Learning music should be fun, although you might get the wrong impression from stories of those who took lessons as kids. Hours of practicing solo, struggling to translate a cryptic set of notes, and the sinking feeling of showing up to a lesson underprepared are elements common to music lesson lore. The challenge of teaching music is to help kids find their way through these barriers, to the kingdom of delights that comes with a solid foundation in music.
What if technology could help innovate music education to be more accessible, more inspiring, and accommodate different approaches to learning?
Cue the 2nd annual Music Education Hackathon hosted at Spotify NYC, organized by Jonathan Marmor, an engineering lead at Spotify, and a team of more than a dozen co-organizers. As part of the ongoing Monthly Music Hackathon NYC (MMH) series, a diverse group of students, teachers, education theorists, musicians, engineers, scientists, and entrepreneurs all gathered to address challenges in music education. Almost half the participants were women and many were of high school or college age, and it was one of the most culturally diverse Monthly Music Hackathons to date.
(Coming soon: the Sound Visualization & Data Sonification Hackathon on December 12.)
Projects ranged from a QWERTY keyboard-based approach to learning modal scales, (which I was able to test out with my Mom, who is an expert in childhood music education — more on that later), to an open platform for sharing and reviewing students’ practice sessions. The latter arose out of troubleshooting a method to prevent backsliding between weekly music classes. In brainstorming sessions and scheduled talks, attendees discussed bringing tech-based music education to underserved populations such as the blind, differently-abled, and to the poorest parts of New York City, as well as a slew of other worthy topics.
Here are some highlights from the weekend:
by Ruofeng Chen, Minwei Gu (pictured playing the violin)

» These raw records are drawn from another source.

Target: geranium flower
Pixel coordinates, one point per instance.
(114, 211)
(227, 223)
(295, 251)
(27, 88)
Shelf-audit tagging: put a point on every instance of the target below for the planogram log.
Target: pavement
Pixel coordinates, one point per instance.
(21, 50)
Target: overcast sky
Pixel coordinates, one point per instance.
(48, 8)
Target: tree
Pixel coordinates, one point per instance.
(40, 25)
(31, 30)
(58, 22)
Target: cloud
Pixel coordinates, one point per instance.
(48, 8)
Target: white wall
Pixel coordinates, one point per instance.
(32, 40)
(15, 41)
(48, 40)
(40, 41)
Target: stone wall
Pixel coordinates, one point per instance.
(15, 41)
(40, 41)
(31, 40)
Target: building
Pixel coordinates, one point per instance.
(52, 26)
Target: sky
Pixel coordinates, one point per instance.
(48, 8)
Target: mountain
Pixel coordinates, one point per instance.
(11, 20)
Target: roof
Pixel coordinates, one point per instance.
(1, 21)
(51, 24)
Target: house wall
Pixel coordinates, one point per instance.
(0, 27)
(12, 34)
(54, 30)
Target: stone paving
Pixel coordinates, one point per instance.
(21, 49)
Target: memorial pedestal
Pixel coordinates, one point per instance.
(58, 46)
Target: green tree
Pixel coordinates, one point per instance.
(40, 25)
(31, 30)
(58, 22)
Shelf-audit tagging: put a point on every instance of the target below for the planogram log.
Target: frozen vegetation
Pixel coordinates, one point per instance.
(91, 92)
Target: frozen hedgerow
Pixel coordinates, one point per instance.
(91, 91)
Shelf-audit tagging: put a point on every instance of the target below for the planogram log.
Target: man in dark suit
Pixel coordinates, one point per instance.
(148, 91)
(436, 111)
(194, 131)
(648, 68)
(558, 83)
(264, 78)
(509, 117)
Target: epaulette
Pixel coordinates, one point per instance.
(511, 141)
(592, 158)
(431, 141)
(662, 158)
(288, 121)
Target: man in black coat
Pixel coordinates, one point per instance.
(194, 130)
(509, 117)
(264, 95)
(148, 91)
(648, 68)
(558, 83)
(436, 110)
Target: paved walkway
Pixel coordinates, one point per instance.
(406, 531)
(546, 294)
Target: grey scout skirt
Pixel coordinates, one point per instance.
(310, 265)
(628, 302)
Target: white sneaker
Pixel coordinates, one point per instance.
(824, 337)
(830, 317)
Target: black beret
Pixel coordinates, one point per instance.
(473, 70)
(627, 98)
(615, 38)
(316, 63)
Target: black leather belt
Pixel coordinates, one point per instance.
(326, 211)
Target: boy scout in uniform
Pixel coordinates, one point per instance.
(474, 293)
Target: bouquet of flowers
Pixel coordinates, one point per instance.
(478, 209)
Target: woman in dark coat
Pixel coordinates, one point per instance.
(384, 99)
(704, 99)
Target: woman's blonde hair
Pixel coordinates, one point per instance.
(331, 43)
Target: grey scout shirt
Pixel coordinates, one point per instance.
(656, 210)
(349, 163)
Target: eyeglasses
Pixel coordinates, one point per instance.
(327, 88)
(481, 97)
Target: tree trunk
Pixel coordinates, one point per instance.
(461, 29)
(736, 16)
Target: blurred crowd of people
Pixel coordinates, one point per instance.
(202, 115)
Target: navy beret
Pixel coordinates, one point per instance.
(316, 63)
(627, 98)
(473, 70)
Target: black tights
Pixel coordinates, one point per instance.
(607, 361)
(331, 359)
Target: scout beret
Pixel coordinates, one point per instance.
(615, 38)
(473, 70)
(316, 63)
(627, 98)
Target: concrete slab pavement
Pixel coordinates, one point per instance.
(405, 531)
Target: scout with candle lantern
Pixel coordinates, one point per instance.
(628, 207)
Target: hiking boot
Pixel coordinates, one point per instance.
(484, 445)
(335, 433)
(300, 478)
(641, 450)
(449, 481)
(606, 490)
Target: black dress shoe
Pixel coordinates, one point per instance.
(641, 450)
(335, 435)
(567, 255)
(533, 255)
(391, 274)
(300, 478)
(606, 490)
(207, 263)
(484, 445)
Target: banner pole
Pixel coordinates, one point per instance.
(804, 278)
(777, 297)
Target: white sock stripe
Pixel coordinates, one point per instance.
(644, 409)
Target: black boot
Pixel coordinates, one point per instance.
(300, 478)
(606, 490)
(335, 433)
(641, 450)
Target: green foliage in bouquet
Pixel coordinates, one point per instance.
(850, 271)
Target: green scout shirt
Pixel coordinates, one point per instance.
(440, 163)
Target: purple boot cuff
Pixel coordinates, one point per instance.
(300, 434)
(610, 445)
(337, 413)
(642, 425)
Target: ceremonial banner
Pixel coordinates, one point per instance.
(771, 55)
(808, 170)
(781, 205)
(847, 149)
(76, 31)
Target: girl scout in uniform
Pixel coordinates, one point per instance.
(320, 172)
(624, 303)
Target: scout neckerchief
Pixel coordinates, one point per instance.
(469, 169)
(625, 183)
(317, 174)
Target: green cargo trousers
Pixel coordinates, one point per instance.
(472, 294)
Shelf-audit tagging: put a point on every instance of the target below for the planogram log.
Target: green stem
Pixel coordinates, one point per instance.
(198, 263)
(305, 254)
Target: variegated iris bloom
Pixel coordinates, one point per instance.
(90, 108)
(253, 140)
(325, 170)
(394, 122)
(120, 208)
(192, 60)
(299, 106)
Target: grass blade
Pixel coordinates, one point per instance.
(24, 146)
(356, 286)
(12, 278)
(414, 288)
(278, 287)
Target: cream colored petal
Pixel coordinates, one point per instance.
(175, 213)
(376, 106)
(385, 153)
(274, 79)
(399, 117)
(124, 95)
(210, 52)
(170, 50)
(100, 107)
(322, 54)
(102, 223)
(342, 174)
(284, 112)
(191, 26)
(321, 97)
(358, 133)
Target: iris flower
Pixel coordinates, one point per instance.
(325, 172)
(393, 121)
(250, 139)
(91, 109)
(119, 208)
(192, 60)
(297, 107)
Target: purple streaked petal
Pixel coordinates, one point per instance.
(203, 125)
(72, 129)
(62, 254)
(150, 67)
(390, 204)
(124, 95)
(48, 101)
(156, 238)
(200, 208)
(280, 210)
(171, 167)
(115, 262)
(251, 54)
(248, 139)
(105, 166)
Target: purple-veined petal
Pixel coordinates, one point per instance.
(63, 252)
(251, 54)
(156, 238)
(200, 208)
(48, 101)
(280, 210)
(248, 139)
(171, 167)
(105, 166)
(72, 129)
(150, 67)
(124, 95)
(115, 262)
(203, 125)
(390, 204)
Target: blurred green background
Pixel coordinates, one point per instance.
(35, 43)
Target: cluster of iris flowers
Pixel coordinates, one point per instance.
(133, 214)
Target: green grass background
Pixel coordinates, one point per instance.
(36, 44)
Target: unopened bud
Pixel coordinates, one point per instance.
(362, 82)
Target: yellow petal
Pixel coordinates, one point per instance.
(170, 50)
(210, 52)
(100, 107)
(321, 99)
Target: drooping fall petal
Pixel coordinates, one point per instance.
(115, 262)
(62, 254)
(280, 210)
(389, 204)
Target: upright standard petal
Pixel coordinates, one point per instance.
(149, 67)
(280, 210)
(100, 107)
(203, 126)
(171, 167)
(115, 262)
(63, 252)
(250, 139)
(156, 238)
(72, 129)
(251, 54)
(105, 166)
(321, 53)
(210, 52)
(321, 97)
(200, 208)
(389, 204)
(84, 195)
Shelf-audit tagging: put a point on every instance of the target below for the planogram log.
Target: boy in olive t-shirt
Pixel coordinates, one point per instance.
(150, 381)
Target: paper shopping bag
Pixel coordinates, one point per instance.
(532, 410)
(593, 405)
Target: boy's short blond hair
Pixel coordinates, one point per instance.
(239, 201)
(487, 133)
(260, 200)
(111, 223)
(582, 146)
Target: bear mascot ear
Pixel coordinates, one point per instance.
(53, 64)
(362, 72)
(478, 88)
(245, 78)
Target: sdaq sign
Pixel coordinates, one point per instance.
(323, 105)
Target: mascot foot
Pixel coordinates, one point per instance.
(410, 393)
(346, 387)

Creators’ description: An open platform for music practice, sharing and peer review with a real time grading system.
Kpop Starter Kit
by Ana Leon, Amber Marrero, Lauren Clark
Creators’ description: This site is to help people get into kpop because it is an immense genre that is taking over the world.
Ana, Amber, and Lauren are 16 year old high school students who did a course on computer programming this summer with Girls Who Code. They came to the hackathon to learn more about how coding could be used in music. Their ambitious project to make an app to lower the barrier to entry to Korean Pop music for Americans was a crowd favorite.
by Kevin Farrell, Mathab Ghamsari-Esfahani, Kevin Bohimsky, Julian Duque, Noah Teshu, Asyrique Thevendran
Creators’ description: An interactive site for the music classroom where a teacher can post music and students can record and upload a version of the piece anonymously. The class can then give feedback to the recordings in the comments section. Ideally, over the course of a term, each student will record themselves as well as give feedback to every other student.
This group of hackers — including a music teacher, undergrad students in computer science and music, graduate student in music business, and a software developer with Bands In Town — met at the hackathon and were inspired by Kevin Farrell’s talk Friday describing the challenge of keeping kids from regressing between weekly music classes.
Web-based music app aQWERTYon is a project out of NYU’s MusEdLab that ingeniously uses the computer keyboard, (already omnipresent and requiring no setup), to help students explore different modes and scales. Choosing a root note and scale type, (major, minor or other, then various sub-scales after that), users can improvise freely while only playing notes in that scale. Here’s me playing triads and a melody line in Locrian mode:
Lifelong early-learning music educator and former head of the Kodály Center of America Faith Knowles (the mother mentioned above) helped me put aQWERTYon to the test. She identified the scales were accurate, and quickly figured out that if you play three keys closest to being in a row, you get a triad made from the notes in that scale (a trick I used in my demonstration). Knowles thought it would be an excellent tool for comparing the various modes and hearing the differences between them.